Bazoum Mohamed est en train d’inaugurer une gouvernance plus humaine, sociale et sécuritaire véritablement tournée vers les intérêts du Niger. Pas de l’étranger, comme c’était le cas sous Issoufou.

S’il s’agit d’actes de complicité afin de donner à Bazoum Mohamed la légitimité que lui contestent de nombreux Nigériens, les Nigériens sont plutôt gagnants puisque, dans la pratique, le régime s’est vu contraint d’amorcer un changement de paradigme dans la gouvernance. S’il n’a pas encore obtenu gain de cause dans ses revendications pour une justice équitable pour les auteurs de corruption et de détournements des deniers publics, phénomènes récurrents, sous Issoufou, qui ont saigné à blanc les finances publiques, le peuple nigérien est toutefois porté sur l’espoir d’une gouvernance plus humaine, sociale et sécuritaire véritablement tournée vers les intérêts du Niger. Pas de l’étranger, comme c’était le cas sous Issoufou. Selon certains, les actes posés par Bazoum procèdent d’une stratégie visant à s’attribuer une légitimité qu’il n’a pas. Pour eux, il pose des actes calculés, soigneusement encadrés avec et sous la houlette de ceux qui l’ont imposé afin de désamorcer la bombe laissée derrière par Issoufou. Pour preuve, avancent- ils, Bazoum Mohamed n’a pas encore osé s’attaquer aux intérêts du cartel en faisant poursuivre ses membres auteurs de corruption et de détournements massifs des deniers publics.

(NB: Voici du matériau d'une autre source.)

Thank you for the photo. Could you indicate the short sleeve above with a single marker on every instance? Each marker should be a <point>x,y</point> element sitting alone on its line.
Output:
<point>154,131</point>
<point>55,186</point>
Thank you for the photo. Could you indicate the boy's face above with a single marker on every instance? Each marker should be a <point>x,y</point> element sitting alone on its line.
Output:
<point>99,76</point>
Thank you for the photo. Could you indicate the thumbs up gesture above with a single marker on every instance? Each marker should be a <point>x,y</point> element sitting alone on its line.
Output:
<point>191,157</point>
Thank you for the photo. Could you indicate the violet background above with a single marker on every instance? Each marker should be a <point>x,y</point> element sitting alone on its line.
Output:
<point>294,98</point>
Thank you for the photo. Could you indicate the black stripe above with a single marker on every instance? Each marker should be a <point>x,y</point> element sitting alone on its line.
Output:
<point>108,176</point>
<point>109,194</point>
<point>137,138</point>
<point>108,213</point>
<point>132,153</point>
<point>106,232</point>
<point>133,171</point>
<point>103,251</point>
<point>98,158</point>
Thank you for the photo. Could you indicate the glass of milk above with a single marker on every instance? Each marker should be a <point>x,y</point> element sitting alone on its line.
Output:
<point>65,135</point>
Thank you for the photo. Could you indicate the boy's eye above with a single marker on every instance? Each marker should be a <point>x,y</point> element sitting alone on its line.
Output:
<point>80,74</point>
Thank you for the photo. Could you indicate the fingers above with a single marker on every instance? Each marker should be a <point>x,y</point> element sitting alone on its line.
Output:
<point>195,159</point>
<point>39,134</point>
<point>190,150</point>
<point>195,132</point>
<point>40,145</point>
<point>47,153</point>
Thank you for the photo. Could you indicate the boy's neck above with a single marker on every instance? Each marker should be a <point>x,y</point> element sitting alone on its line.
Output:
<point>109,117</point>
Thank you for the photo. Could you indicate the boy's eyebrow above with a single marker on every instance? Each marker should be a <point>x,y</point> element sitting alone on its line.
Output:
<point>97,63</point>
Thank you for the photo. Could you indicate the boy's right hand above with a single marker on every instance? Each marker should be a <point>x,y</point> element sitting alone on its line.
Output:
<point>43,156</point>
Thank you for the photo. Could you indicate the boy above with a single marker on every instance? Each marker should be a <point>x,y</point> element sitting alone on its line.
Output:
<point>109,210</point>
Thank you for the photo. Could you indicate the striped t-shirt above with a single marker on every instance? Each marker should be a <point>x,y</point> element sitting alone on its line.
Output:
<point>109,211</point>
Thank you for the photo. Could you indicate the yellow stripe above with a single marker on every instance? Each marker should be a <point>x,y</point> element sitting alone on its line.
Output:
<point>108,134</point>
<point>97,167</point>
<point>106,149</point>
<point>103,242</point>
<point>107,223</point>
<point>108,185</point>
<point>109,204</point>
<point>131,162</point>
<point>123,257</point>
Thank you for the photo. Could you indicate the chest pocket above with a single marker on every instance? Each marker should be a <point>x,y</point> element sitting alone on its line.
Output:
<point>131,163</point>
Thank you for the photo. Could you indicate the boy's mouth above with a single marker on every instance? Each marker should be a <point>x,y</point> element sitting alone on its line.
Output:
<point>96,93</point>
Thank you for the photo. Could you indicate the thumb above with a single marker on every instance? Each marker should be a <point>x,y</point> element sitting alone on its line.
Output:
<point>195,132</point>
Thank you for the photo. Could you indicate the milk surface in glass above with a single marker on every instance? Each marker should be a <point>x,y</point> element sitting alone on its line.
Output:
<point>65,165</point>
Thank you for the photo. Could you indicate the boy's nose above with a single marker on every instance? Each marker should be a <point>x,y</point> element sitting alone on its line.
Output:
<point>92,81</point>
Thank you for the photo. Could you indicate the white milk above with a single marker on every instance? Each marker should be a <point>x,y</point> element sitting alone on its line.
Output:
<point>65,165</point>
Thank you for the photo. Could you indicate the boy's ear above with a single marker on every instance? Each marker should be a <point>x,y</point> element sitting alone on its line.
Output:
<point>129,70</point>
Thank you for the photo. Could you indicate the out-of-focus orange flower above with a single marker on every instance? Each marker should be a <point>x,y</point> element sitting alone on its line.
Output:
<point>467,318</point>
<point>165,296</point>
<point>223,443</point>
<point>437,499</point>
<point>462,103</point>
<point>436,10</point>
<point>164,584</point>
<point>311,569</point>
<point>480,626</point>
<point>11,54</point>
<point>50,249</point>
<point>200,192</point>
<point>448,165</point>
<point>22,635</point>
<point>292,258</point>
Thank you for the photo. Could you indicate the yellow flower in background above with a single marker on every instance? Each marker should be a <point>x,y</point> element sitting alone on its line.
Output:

Des scandales financiers imprescriptibles.

Le Président Bazoum, qui accumule les points de sympathie, n’a toujours pas convaincu les plus sceptiques quant à sa volonté de faire de la lutte contre la corruption et les infractions assimilées son cheval de bataille. Ils sont d’autant plus sceptiques que d’importants dossiers de malversations financières dorment dans les tiroirs de la justice et/ ou de la Haute autorité de lutte contre la corruption et les infractions assimilées (Halcia). Or, à moins qu’il veuille passer l’éponge sur les délits et crimes restés impunis, Bazoum ne peut consolider à terme l’espoir et la sympathie qu’il suscite sans s’intéresser à ces dossiers qui sont restés dans la mémoire collective comme étant des scandales financiers imprescriptibles.

C’est indiscutable, la page Issoufou est en train d’être tournée

Les petits pas de Bazoum constituent- ils pour autant la résultante d’une conspiration inspirée de ses mentors pour tromper le peuple nigérien et l’endormir sur les véritables enjeux du moment ? Pour les militants extrémistes du Pnds, ce qui se publie dans certains journaux et qui loue la gouvernance que le président Bazoum inaugure ne peut être inspiré que par une volonté d’opposer le nouveau locataire du palais présidentiel à l’ancien. Et ils réagissent comme ils peuvent afin, comme ils disent, de faire avorter le complot. Des réactions épidermiques qui traduisent à la fois la gêne et l’angoisse qui les tenaillent. Ils auraient sans doute souhaité qu’il n’y ait point d’écart entre Issoufou, perçu comme le plus mauvais chef d’Etat que le Niger ait connu, et Bazoum qui cherche à s’émanciper légitimement de la gouvernance scabreuse de son prédécesseur. Complot ou pas, Bazoum est en train de faire les choses conformément aux attentes de ses compatriotes et cela, de toute évidence, constitue un pied de nez à Issoufou. Il ne parle pas, mais il est en train d’agir différemment et les Nigériens, qui ont très envie d’oublier les 10 années de cauchemars issoufiens ne peuvent que s’en réjouir. C’est indiscutable, la page Issoufou est en train d’être tournée. Malgré les soubresauts de partisans farouches qui se débattent pour un baroud d’honneur sans issue, Bazoum Mohamed est en train de l’»enterrer».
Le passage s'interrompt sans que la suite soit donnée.